The only way this tenuous system works is because every citizen of both cities has been trained to unsee, unsense even, every aspect of their neighboring city. They erase the crosshatching of the two cities in their minds to maintain the fiction that they are two separate countries. Much of the book is dedicated to this mental phenomenon, and the consequences of ignoring it.
Under the setting is a fairly standard detective story. A murder has occurred and Detective Borlú must try and solve it. His job is complicated by the fact that the body came from Ul Qoma and the case is straddling the international boundaries of the two cities. So the reader gets to explore the nuances of this bizarre society through the eyes of an experienced detective experiencing the mental friction of being forced to unsee aspects of the whole picture.

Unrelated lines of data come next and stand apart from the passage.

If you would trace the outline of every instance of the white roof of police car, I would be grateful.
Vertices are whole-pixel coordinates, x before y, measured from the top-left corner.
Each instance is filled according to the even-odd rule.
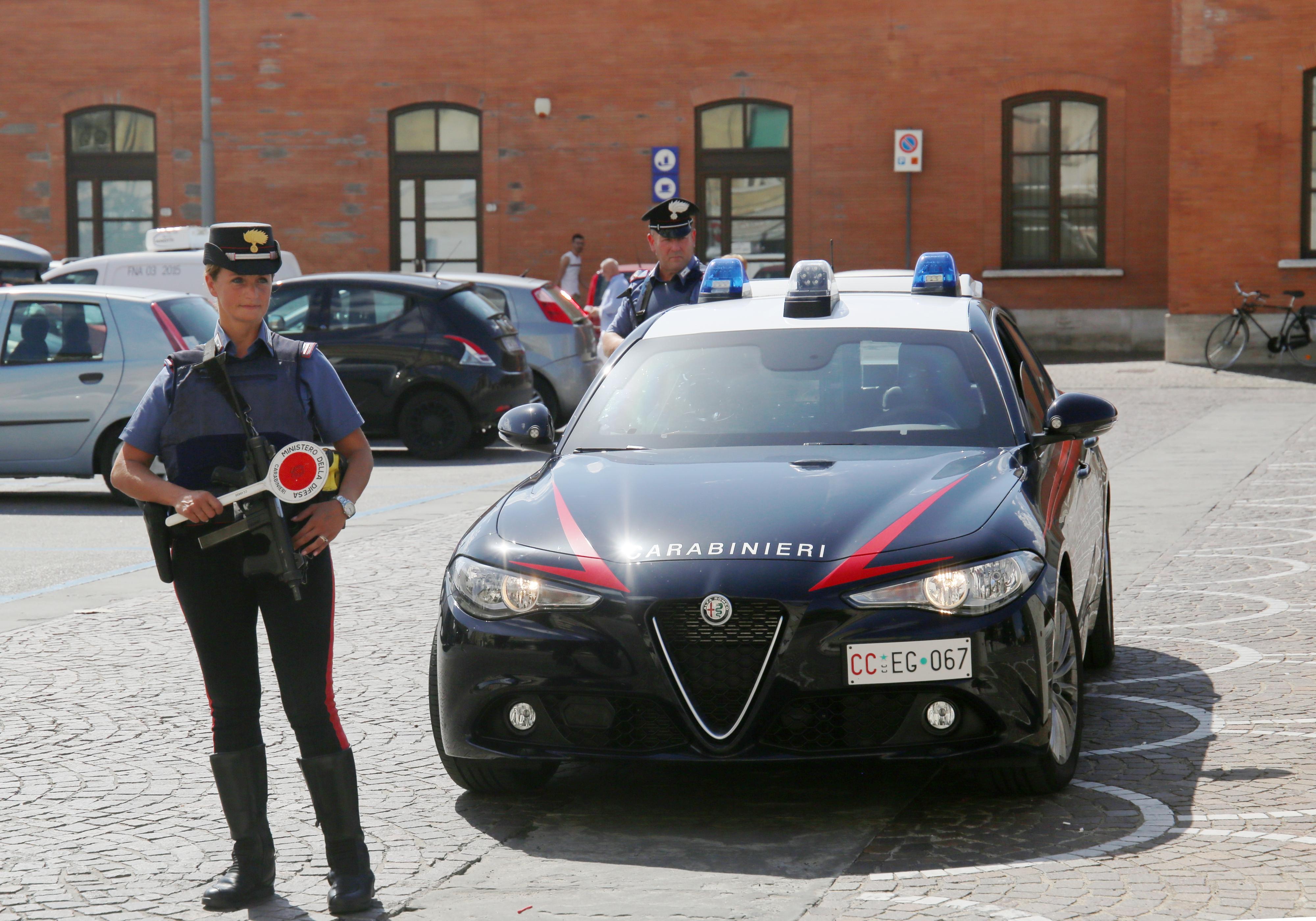
[[[751,283],[753,284],[753,283]],[[850,292],[825,317],[782,316],[782,295],[753,296],[742,300],[686,304],[663,311],[646,338],[658,336],[692,336],[697,333],[733,333],[745,329],[942,329],[969,332],[971,297],[937,295]]]
[[[30,300],[36,295],[37,300],[49,301],[55,297],[132,297],[134,300],[175,300],[178,297],[201,297],[190,295],[186,291],[167,291],[164,288],[122,288],[111,284],[16,284],[11,288],[0,288],[0,293],[11,297]]]

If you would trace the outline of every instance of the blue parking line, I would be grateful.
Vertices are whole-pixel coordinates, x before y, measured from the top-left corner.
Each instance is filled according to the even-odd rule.
[[[494,480],[492,483],[478,483],[475,485],[468,485],[463,489],[450,489],[449,492],[436,492],[433,496],[421,496],[420,499],[412,499],[405,503],[396,503],[393,505],[384,505],[383,508],[372,508],[368,512],[358,512],[358,518],[366,518],[371,514],[383,514],[384,512],[393,512],[400,508],[411,508],[412,505],[421,505],[424,503],[432,503],[438,499],[447,499],[449,496],[461,496],[465,492],[476,492],[478,489],[490,489],[496,485],[511,485],[512,483],[520,483],[524,476],[509,476],[505,480]],[[34,547],[36,549],[36,547]],[[124,547],[136,549],[136,547]],[[8,604],[9,601],[21,601],[24,599],[36,597],[37,595],[45,595],[46,592],[58,592],[63,588],[72,588],[75,585],[86,585],[88,582],[99,582],[100,579],[112,579],[117,575],[126,575],[128,572],[137,572],[138,570],[145,570],[150,566],[155,566],[154,562],[150,563],[136,563],[133,566],[125,566],[118,570],[111,570],[109,572],[100,572],[97,575],[83,576],[82,579],[72,579],[70,582],[62,582],[58,585],[46,585],[45,588],[33,588],[30,592],[18,592],[17,595],[0,595],[0,604]]]
[[[86,585],[88,582],[99,582],[101,579],[111,579],[117,575],[126,575],[128,572],[137,572],[138,570],[145,570],[155,566],[155,562],[150,563],[134,563],[133,566],[124,566],[122,568],[111,570],[109,572],[99,572],[93,576],[83,576],[82,579],[72,579],[70,582],[62,582],[58,585],[46,585],[45,588],[33,588],[30,592],[18,592],[17,595],[0,595],[0,604],[8,604],[9,601],[21,601],[22,599],[30,599],[36,595],[45,595],[46,592],[58,592],[61,588],[72,588],[74,585]]]
[[[459,496],[463,492],[475,492],[476,489],[490,489],[495,485],[511,485],[513,483],[520,483],[525,476],[509,476],[505,480],[494,480],[492,483],[480,483],[478,485],[468,485],[465,489],[453,489],[451,492],[436,492],[433,496],[421,496],[420,499],[412,499],[405,503],[396,503],[395,505],[384,505],[383,508],[372,508],[368,512],[358,512],[355,517],[365,518],[371,514],[382,514],[384,512],[393,512],[400,508],[408,508],[411,505],[420,505],[422,503],[432,503],[436,499],[447,499],[449,496]]]

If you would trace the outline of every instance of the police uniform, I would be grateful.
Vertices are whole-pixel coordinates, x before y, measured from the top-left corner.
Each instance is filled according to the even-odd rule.
[[[240,275],[270,276],[282,262],[265,224],[213,225],[204,261]],[[204,349],[164,359],[121,436],[133,447],[158,455],[171,483],[218,496],[232,485],[216,483],[215,470],[243,467],[243,424],[221,386],[201,368],[204,358],[220,353],[251,425],[275,449],[292,441],[337,442],[361,428],[361,414],[313,342],[287,339],[262,324],[257,341],[240,357],[217,328]],[[316,497],[324,500],[325,493]],[[300,526],[291,518],[303,508],[283,507],[290,530]],[[354,510],[350,503],[345,510]],[[259,553],[266,538],[245,534],[201,549],[200,535],[232,521],[228,507],[204,525],[170,529],[174,588],[205,679],[215,747],[211,767],[234,842],[233,866],[205,891],[203,904],[232,909],[272,895],[275,854],[266,821],[255,635],[259,610],[283,708],[297,737],[299,764],[325,835],[329,908],[363,910],[371,904],[374,875],[357,808],[355,760],[334,705],[329,549],[307,560],[297,600],[272,576],[243,575],[243,559]]]
[[[694,229],[699,207],[686,199],[667,199],[649,211],[641,220],[649,221],[649,229],[661,237],[680,239]],[[644,276],[638,272],[630,279],[630,287],[621,293],[621,305],[613,317],[609,333],[625,338],[651,316],[679,307],[695,304],[699,300],[699,286],[704,280],[704,263],[691,257],[686,267],[663,282],[658,278],[657,266]]]

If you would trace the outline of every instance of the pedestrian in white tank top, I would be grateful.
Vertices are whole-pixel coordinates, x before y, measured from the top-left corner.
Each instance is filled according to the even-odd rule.
[[[580,300],[580,254],[584,253],[584,234],[571,236],[571,249],[562,254],[558,261],[557,286],[571,299]]]

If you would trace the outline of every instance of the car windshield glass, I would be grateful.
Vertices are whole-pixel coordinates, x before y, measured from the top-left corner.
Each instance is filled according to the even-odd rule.
[[[466,308],[467,313],[474,313],[480,320],[492,320],[503,312],[470,289],[449,295],[440,304]]]
[[[211,303],[204,297],[174,297],[159,301],[164,316],[172,321],[188,349],[195,349],[215,336],[220,321]]]
[[[1012,434],[969,333],[780,329],[641,339],[563,451],[805,443],[1003,447]]]

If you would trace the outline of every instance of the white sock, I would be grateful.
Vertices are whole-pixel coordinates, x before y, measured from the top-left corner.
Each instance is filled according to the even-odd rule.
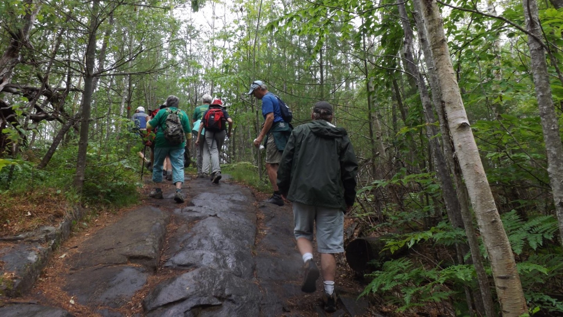
[[[303,263],[306,262],[308,260],[312,259],[312,258],[313,258],[313,254],[312,254],[312,253],[305,253],[305,254],[303,254]]]
[[[334,281],[324,281],[324,292],[329,295],[332,295],[334,292]]]

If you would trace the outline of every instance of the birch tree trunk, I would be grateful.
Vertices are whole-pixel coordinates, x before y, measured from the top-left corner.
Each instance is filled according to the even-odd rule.
[[[84,94],[82,95],[82,117],[80,124],[80,140],[78,141],[78,155],[77,157],[76,174],[74,186],[81,191],[84,187],[86,170],[86,154],[88,151],[88,135],[90,125],[92,96],[94,91],[94,64],[96,63],[96,30],[98,26],[98,11],[100,0],[92,3],[88,45],[86,46],[86,76],[84,78]]]
[[[457,158],[477,218],[503,315],[526,312],[526,301],[506,232],[483,169],[452,65],[436,0],[420,0],[426,34]]]
[[[538,16],[538,5],[535,0],[522,0],[526,29],[542,38],[541,24]],[[558,116],[552,99],[551,87],[547,73],[546,52],[542,43],[533,37],[528,36],[530,63],[534,76],[534,85],[539,116],[542,118],[542,129],[547,153],[547,172],[549,175],[552,195],[555,204],[559,225],[559,242],[563,245],[563,146],[559,134]]]
[[[20,51],[24,46],[30,45],[29,32],[41,8],[41,6],[37,5],[34,7],[33,0],[28,0],[25,2],[29,5],[29,7],[25,10],[23,21],[23,26],[10,32],[12,40],[10,42],[10,46],[0,57],[0,91],[12,80],[14,68],[20,63]]]

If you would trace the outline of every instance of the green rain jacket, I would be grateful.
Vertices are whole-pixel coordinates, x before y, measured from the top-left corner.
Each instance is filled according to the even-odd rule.
[[[278,186],[291,201],[344,211],[354,205],[357,173],[346,130],[315,120],[292,132],[278,170]]]

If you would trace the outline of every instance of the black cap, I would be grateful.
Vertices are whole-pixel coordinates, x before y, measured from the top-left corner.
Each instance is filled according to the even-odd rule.
[[[313,111],[314,112],[317,109],[324,109],[332,113],[332,105],[327,102],[317,102],[315,104],[315,106],[313,107]]]

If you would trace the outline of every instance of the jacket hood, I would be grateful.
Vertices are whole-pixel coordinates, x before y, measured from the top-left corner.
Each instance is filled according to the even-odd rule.
[[[315,120],[309,124],[311,132],[315,135],[326,139],[342,138],[346,135],[343,127],[338,127],[324,120]]]

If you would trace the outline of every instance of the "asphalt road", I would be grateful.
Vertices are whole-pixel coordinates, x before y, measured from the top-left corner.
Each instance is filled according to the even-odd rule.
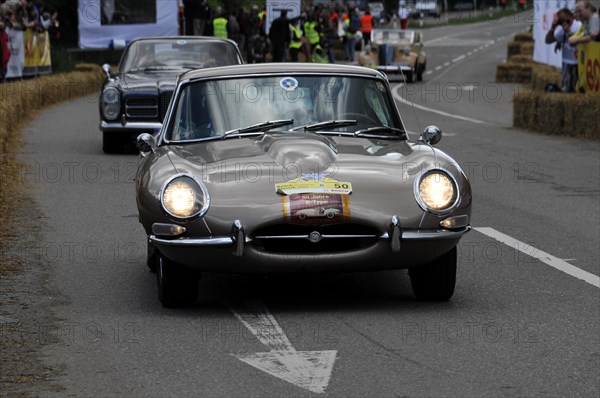
[[[57,321],[24,326],[63,366],[52,383],[64,390],[43,395],[598,396],[600,147],[510,127],[522,88],[496,84],[495,67],[525,29],[427,30],[431,73],[394,88],[409,129],[440,126],[438,146],[473,185],[447,303],[416,301],[393,271],[206,275],[195,307],[164,309],[137,221],[137,157],[102,153],[96,98],[41,113],[20,158],[43,216],[23,255],[57,292]],[[400,102],[409,94],[415,107]],[[269,367],[277,347],[287,354]]]

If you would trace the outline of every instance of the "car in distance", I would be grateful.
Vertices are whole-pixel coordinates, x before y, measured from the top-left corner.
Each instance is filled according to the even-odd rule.
[[[147,37],[131,41],[117,71],[102,66],[106,75],[100,91],[102,149],[118,152],[144,132],[162,124],[177,76],[190,69],[241,64],[231,40],[214,37]]]
[[[384,74],[337,64],[249,64],[179,77],[160,134],[138,137],[147,263],[166,307],[201,272],[408,269],[414,294],[448,300],[471,187],[409,139]]]
[[[360,52],[358,63],[389,77],[403,77],[408,83],[415,78],[421,81],[427,67],[423,34],[411,29],[374,29],[371,45]]]

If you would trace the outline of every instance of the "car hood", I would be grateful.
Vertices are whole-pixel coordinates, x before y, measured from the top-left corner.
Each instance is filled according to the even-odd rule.
[[[379,223],[379,228],[392,215],[413,228],[422,226],[414,180],[437,163],[452,163],[458,184],[468,184],[460,167],[443,152],[404,140],[268,133],[169,145],[167,154],[176,172],[204,182],[211,197],[205,219],[221,231],[229,230],[235,219],[251,220],[249,225],[256,226],[281,217],[284,198],[277,184],[327,179],[349,185],[352,219]]]
[[[116,79],[116,84],[128,93],[173,91],[177,76],[187,69],[125,73]]]

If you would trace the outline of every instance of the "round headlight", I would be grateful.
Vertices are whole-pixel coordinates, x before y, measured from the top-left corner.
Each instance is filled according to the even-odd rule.
[[[161,203],[165,211],[176,218],[202,216],[208,210],[208,191],[191,176],[179,175],[165,184]]]
[[[456,184],[450,176],[434,170],[423,174],[417,188],[417,199],[424,210],[443,212],[456,203]]]
[[[102,92],[102,113],[107,120],[115,120],[121,113],[119,90],[109,87]]]

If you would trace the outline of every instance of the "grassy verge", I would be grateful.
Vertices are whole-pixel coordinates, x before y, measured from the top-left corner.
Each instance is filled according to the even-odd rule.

In some ways, Borlú’s story is underwhelming. The mystery is interesting, but serves mostly as a vehicle for experiencing the setting. Borlú examines the nuances of his own situation by trying to solve the case in front of him. His experiences with being on both sides of the border, having to unsee his home and neighbors, are intriguing looks into a psychological partition that exists in all our minds, albeit in a lesser form.
Miéville is a consistent rejecter of the notion of ‘genre.’ All of his books straddle the border between two or more subject areas. The City is rather obviously a hybrid of crime novel and spy fiction, but it’s also a treatise on the problems and advantages of nationalism. We all fall victim of the Us/Them mentality promoted by the media. It doesn’t matter which Us and Them you fall into, America/Militant Islam, Poor/Rich or even Me/The World, we’re all guilty of the mental construct. Miéville takes the idea past any realistic extreme and successfully creates a compelling scenario that models mental behaviors as international policy. Because of this, the details of Borlú’s story fall into the background while the setting occupies our attention.
Which is not to say that Miéville has failed to tell a compelling story. On the contrary, the mystery of Breach and Orciny is well crafted and serves as an excellent means of moving through the complicated setting. The final moments of the climax are every bit as good as any crime novel you could find. But ultimately, you read The City & the City for the idea of it, not the story.